En esta casa no se tiene ley con nadie.
Al contrario, rogaba á su padre un hijo le dejase entrar y él respondía:
Eso no, mientras yo viva.
Ninguno se ahorraba con el otro, ni hermanos con hermanos, ni padres con hijos: ¿pues qué sería suegras con nueras? Oyendo esto, desconfiaron de todo punto de poder entrar. Trataban de tomarse la honra, si no el provecho, cuando el francés les dijo:
¡Qué presto desmayáis! ¿No entraron los que están dentro? Pues no nos faltará traza á nosotros. Dinero no falte y trampa adelante.
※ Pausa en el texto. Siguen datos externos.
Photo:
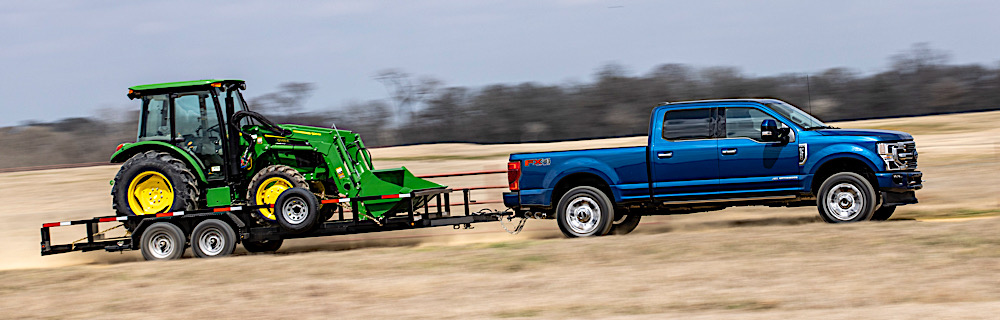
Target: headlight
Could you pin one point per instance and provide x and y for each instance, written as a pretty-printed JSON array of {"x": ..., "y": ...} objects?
[{"x": 898, "y": 155}]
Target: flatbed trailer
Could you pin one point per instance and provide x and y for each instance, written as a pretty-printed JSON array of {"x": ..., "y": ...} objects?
[{"x": 427, "y": 208}]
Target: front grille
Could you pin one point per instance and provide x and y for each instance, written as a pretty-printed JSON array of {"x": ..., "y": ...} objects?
[
  {"x": 899, "y": 155},
  {"x": 906, "y": 155}
]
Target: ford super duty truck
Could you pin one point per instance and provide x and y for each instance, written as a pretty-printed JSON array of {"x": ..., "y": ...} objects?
[{"x": 713, "y": 154}]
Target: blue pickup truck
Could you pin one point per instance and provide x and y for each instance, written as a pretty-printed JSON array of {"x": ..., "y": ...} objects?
[{"x": 712, "y": 154}]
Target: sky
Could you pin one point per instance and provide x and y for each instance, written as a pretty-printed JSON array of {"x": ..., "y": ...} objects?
[{"x": 71, "y": 58}]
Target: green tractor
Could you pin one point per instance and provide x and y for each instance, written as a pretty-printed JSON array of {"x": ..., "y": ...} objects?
[{"x": 199, "y": 146}]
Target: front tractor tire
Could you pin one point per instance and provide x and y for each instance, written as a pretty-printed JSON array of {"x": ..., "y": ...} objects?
[
  {"x": 846, "y": 197},
  {"x": 269, "y": 183},
  {"x": 297, "y": 210},
  {"x": 153, "y": 182},
  {"x": 585, "y": 212}
]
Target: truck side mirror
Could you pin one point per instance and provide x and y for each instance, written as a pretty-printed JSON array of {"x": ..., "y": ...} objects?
[{"x": 769, "y": 130}]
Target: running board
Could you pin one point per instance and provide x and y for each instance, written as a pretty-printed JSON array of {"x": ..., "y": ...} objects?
[{"x": 730, "y": 200}]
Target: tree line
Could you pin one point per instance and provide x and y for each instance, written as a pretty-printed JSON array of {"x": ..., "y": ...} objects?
[{"x": 422, "y": 109}]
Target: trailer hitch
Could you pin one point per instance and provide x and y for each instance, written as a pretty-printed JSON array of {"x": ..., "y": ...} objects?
[{"x": 516, "y": 228}]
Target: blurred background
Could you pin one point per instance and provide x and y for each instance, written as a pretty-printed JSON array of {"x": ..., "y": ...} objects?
[{"x": 482, "y": 71}]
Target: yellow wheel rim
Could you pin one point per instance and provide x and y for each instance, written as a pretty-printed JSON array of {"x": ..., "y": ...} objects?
[
  {"x": 150, "y": 193},
  {"x": 268, "y": 193}
]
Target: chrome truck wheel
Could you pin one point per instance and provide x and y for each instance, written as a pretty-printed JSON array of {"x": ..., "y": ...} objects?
[
  {"x": 846, "y": 197},
  {"x": 584, "y": 212}
]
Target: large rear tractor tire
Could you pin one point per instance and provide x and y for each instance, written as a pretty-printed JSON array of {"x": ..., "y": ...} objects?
[
  {"x": 625, "y": 225},
  {"x": 269, "y": 183},
  {"x": 162, "y": 241},
  {"x": 846, "y": 197},
  {"x": 262, "y": 246},
  {"x": 154, "y": 182},
  {"x": 213, "y": 238},
  {"x": 585, "y": 212},
  {"x": 297, "y": 210}
]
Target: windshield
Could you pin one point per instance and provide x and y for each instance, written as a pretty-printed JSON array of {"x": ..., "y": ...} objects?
[{"x": 797, "y": 116}]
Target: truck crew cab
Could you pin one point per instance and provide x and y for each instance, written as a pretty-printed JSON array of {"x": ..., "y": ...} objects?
[{"x": 712, "y": 154}]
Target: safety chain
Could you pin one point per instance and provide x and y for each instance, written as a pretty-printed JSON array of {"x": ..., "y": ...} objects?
[
  {"x": 510, "y": 218},
  {"x": 100, "y": 233}
]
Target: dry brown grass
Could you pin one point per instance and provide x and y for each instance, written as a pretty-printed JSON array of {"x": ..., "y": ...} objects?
[{"x": 752, "y": 262}]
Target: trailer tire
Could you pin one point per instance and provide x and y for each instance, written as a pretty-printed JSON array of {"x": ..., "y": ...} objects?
[
  {"x": 150, "y": 172},
  {"x": 883, "y": 213},
  {"x": 213, "y": 238},
  {"x": 846, "y": 197},
  {"x": 262, "y": 246},
  {"x": 585, "y": 212},
  {"x": 625, "y": 225},
  {"x": 297, "y": 210},
  {"x": 162, "y": 241},
  {"x": 269, "y": 183}
]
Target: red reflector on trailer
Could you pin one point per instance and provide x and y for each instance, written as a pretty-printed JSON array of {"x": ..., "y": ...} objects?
[{"x": 513, "y": 175}]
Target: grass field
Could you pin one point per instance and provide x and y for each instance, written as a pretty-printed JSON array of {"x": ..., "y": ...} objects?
[{"x": 939, "y": 258}]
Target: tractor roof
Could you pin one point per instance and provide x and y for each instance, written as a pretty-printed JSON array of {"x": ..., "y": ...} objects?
[
  {"x": 166, "y": 87},
  {"x": 192, "y": 83}
]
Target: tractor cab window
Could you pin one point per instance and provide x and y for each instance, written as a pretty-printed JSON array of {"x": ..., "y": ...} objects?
[
  {"x": 197, "y": 129},
  {"x": 155, "y": 123}
]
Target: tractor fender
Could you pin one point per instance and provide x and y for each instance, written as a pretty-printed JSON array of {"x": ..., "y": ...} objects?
[{"x": 130, "y": 149}]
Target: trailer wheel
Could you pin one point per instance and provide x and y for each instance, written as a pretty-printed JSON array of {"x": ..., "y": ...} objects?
[
  {"x": 297, "y": 210},
  {"x": 262, "y": 246},
  {"x": 162, "y": 241},
  {"x": 625, "y": 225},
  {"x": 585, "y": 212},
  {"x": 846, "y": 197},
  {"x": 883, "y": 213},
  {"x": 212, "y": 238}
]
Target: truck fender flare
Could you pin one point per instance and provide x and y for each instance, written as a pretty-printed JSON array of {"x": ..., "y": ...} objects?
[
  {"x": 588, "y": 166},
  {"x": 131, "y": 149},
  {"x": 842, "y": 151}
]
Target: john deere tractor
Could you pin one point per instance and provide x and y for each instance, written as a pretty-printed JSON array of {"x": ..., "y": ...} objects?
[{"x": 199, "y": 146}]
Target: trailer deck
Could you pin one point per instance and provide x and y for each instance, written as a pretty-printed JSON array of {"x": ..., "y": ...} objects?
[{"x": 241, "y": 218}]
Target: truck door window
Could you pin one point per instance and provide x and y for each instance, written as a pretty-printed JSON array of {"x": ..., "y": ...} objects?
[
  {"x": 745, "y": 122},
  {"x": 688, "y": 124}
]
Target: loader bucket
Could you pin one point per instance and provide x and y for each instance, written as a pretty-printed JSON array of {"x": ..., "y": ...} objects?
[{"x": 392, "y": 181}]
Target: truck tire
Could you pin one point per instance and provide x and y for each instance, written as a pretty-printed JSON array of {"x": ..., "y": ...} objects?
[
  {"x": 625, "y": 225},
  {"x": 584, "y": 212},
  {"x": 297, "y": 210},
  {"x": 153, "y": 182},
  {"x": 846, "y": 197},
  {"x": 162, "y": 241},
  {"x": 269, "y": 183},
  {"x": 212, "y": 238},
  {"x": 262, "y": 246},
  {"x": 883, "y": 213}
]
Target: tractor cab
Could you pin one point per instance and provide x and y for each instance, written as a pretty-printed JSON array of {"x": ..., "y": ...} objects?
[{"x": 192, "y": 116}]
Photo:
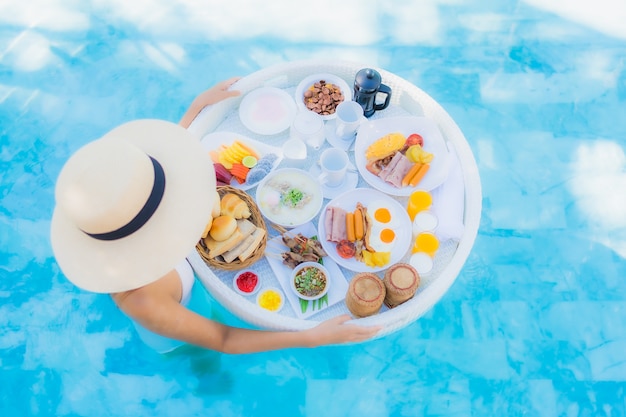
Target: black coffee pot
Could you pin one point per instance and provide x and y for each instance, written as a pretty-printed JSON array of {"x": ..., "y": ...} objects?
[{"x": 367, "y": 85}]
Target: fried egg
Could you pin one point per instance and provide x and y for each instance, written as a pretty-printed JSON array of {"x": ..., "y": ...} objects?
[{"x": 382, "y": 237}]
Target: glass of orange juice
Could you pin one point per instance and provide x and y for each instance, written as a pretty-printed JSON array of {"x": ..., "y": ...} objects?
[
  {"x": 426, "y": 242},
  {"x": 418, "y": 200}
]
Mostróles una valiente maza, que estaba pendiente de una dorada cencerra:
Miradla bien, dijo: que en ella consiste nuestro remedio. ¿Cúya pensáis que es?
Si fuera de hierro y con sus puntas aceradas, dijo Critilo, aun creyera yo era la clava de Hércules.
¿Cómo de Hércules?, dijo el francés. Fué juguete aquélla, fué un melindre, respecto désta y todo cuanto el ahijado de Juno obró con ella fué niñería.
¿Cómo hablas así, monsiur, de una tan famosa y tan celebrada clava?